The annual sports analytics contest from NFL Football Operations challenges talented members of the analytics community – from college students to professionals – to contribute to the NFL’s continuing evolution in the use of advanced analytics.
As the NFL captures real-time data for every player, on every play, in every situation — anywhere on the field — the Big Data Bowl is the league’s next step in engaging the analytics community.
Contestants use traditional and Next Gen Stats to analyze and rethink trends and player performance, and to innovate the way football is played and coached.

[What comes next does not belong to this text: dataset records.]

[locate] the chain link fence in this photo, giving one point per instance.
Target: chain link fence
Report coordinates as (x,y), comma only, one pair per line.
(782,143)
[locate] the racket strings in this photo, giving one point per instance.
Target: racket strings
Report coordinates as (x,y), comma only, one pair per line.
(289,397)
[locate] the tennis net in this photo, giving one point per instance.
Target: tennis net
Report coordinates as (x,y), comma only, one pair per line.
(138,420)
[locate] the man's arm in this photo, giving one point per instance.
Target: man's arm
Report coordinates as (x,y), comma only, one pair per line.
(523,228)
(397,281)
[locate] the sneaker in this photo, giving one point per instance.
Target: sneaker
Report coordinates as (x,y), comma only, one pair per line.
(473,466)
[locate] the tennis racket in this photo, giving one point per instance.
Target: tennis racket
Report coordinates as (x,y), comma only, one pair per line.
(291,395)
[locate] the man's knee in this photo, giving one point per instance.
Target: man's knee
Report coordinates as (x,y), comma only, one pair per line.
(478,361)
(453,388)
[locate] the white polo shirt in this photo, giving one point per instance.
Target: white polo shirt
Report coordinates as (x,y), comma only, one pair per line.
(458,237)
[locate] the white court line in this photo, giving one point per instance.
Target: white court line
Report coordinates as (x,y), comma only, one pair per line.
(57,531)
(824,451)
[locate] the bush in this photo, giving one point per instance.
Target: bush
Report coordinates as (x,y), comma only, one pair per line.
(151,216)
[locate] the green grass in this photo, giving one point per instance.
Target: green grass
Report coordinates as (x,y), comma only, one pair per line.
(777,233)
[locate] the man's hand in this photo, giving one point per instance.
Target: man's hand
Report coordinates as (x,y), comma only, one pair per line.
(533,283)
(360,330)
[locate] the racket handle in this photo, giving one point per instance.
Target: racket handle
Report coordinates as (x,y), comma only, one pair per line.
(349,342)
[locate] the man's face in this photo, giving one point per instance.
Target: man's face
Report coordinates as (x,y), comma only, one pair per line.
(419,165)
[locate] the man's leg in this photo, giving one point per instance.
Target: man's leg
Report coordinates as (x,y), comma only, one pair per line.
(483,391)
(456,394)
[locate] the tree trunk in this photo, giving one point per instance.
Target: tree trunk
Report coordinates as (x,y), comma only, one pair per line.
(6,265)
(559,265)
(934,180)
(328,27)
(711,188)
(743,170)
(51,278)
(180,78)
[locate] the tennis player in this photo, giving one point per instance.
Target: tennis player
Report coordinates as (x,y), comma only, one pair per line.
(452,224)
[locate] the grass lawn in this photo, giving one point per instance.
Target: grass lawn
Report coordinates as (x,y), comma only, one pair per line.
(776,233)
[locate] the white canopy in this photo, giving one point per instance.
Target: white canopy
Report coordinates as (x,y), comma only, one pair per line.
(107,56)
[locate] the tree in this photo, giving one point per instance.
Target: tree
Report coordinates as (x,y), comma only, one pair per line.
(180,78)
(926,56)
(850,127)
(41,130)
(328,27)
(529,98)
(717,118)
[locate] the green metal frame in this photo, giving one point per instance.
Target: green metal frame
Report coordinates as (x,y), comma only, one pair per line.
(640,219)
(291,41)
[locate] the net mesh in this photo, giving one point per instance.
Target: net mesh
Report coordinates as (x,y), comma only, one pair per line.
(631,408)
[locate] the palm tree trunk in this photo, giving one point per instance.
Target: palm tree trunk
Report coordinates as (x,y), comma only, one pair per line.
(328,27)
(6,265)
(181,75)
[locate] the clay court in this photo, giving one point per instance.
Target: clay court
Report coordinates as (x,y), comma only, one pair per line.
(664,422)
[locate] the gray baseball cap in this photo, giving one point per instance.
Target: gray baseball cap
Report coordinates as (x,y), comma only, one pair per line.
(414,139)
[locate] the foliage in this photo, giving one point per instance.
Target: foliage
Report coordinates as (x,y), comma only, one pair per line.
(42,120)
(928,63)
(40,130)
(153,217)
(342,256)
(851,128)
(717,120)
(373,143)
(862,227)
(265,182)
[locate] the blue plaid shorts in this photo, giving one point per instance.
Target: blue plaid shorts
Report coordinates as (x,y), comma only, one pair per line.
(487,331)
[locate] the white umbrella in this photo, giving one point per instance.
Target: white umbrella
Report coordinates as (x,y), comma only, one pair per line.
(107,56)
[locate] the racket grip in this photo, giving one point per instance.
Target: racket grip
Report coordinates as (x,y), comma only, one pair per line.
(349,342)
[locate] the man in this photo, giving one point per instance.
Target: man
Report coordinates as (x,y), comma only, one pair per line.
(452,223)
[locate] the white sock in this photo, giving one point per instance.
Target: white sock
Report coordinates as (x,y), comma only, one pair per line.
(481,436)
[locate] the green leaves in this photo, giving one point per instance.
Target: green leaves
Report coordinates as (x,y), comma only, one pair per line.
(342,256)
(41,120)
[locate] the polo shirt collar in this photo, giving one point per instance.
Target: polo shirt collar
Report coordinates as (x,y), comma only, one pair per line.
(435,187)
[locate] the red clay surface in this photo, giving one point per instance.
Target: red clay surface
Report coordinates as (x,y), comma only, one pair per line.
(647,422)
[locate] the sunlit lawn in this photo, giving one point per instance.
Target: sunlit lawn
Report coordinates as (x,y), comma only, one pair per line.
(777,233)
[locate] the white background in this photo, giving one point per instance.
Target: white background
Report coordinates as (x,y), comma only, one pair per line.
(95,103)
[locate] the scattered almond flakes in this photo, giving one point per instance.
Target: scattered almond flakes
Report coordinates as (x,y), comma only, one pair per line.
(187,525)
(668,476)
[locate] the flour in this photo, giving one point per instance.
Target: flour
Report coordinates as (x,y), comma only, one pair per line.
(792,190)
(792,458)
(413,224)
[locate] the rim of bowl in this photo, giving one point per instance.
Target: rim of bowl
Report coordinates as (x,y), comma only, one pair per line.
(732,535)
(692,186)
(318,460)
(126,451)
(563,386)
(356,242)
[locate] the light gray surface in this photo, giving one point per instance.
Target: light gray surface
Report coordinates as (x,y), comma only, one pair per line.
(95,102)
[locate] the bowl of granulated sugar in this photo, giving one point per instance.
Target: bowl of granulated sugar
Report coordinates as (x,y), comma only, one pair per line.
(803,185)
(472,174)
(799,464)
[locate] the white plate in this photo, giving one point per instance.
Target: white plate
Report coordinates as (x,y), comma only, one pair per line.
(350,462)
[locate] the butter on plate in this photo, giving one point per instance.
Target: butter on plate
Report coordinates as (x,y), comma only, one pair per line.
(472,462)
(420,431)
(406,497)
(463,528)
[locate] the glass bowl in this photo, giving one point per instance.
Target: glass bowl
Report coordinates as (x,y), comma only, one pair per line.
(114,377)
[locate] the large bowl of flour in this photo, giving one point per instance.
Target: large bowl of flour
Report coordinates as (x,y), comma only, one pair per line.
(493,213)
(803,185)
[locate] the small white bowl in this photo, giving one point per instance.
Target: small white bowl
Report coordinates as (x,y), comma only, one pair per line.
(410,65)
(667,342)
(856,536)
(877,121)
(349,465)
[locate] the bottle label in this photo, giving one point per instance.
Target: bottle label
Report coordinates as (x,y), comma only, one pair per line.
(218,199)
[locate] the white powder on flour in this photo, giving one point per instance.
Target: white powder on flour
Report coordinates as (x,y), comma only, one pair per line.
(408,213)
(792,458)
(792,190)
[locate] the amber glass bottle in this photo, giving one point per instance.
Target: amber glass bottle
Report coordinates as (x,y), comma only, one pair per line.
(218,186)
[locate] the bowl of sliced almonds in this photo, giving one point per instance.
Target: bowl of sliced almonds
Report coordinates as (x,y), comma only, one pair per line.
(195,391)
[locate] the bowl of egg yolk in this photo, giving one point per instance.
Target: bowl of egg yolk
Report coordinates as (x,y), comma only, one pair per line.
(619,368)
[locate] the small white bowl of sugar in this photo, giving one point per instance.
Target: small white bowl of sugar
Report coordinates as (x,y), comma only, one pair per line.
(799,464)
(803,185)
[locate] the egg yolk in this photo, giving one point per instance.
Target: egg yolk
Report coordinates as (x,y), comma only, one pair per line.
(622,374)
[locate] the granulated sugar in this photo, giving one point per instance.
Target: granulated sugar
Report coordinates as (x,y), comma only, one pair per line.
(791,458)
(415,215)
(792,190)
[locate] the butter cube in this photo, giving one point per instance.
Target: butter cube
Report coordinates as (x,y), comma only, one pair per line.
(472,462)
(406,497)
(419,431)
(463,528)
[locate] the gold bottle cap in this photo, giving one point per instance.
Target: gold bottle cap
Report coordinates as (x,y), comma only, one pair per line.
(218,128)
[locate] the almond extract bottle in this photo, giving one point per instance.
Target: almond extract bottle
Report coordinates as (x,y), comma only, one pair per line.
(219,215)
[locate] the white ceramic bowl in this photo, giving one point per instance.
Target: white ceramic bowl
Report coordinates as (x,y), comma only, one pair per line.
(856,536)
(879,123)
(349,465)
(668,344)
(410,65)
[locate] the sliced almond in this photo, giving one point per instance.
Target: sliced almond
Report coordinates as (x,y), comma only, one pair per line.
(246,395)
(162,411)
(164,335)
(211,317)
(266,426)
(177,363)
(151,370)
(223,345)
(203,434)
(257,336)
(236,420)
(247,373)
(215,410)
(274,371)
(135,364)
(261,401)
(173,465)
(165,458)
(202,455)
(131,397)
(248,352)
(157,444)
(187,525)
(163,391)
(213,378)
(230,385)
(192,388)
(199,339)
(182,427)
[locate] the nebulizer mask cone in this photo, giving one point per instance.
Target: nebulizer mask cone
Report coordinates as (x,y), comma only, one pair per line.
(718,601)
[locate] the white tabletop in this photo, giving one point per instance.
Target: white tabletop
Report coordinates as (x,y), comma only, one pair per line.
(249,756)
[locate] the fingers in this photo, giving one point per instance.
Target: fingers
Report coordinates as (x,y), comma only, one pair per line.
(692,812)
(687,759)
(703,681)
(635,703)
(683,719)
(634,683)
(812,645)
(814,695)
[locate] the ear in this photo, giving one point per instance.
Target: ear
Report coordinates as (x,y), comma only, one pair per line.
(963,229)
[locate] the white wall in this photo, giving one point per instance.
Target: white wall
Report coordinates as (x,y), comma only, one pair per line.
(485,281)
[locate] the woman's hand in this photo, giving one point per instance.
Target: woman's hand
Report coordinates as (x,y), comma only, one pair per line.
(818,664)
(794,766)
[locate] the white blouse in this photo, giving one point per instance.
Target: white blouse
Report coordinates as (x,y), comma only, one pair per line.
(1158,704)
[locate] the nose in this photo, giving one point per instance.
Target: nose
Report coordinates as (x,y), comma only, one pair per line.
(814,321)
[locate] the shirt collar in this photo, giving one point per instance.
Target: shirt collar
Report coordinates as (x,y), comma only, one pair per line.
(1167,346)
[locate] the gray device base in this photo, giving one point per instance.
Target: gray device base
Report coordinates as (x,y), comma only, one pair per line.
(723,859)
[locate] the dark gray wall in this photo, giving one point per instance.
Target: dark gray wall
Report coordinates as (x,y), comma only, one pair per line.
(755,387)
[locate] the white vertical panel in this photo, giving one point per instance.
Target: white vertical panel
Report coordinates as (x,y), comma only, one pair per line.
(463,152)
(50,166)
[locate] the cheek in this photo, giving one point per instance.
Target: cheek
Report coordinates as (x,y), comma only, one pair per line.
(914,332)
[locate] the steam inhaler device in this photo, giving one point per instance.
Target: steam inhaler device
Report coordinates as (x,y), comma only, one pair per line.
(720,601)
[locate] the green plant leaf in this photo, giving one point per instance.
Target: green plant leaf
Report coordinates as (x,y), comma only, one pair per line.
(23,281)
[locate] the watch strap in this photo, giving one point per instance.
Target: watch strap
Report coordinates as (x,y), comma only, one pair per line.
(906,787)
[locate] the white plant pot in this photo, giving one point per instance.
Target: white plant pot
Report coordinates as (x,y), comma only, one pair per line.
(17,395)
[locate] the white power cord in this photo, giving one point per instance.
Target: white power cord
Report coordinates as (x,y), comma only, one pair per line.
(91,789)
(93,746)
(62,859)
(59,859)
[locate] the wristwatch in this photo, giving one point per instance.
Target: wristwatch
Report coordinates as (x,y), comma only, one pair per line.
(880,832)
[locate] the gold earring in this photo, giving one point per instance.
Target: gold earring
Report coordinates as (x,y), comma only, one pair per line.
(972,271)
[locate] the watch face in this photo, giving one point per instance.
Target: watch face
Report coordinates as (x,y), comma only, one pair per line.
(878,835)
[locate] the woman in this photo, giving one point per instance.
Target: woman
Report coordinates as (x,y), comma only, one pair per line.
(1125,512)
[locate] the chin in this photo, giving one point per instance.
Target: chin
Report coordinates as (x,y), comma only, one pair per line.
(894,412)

To address the challenges faced in solving the problem, we made use of predictive analytics to infer the effectiveness of an offensive team’s play by classifying the type of pass and determine a successful pass over an incomplete pass. The following steps were followed in achieving the end result: Data cleaning was done with the help of pandas profiling which showed the insignificant columns and columns showing high cardinality which we eliminated. Data visualization and Exploratory Analysis was done using Matplotlib and plotly.express to plot various graphs to analyse the different positions of players in the offensive team, their height-weight distribution, age group distribution and many more. After Data visualization was done, lazy predict module was used to see the efficiency of various algorithms. Based on the results obtained from it, 4 algorithms namely Logistics Regression, Gradient Boosting Regressor, Random Forest and Bagging were executed. Multiple inputs were given to the algorithms such as distance needed for first down, Team of offense, Game Quarter etc to determine the type of pass. Based on the different parameters such as precision, recall, f1 score and accuracy, Gradient Boosting Regressor algorithm was found to have the highest f1 score.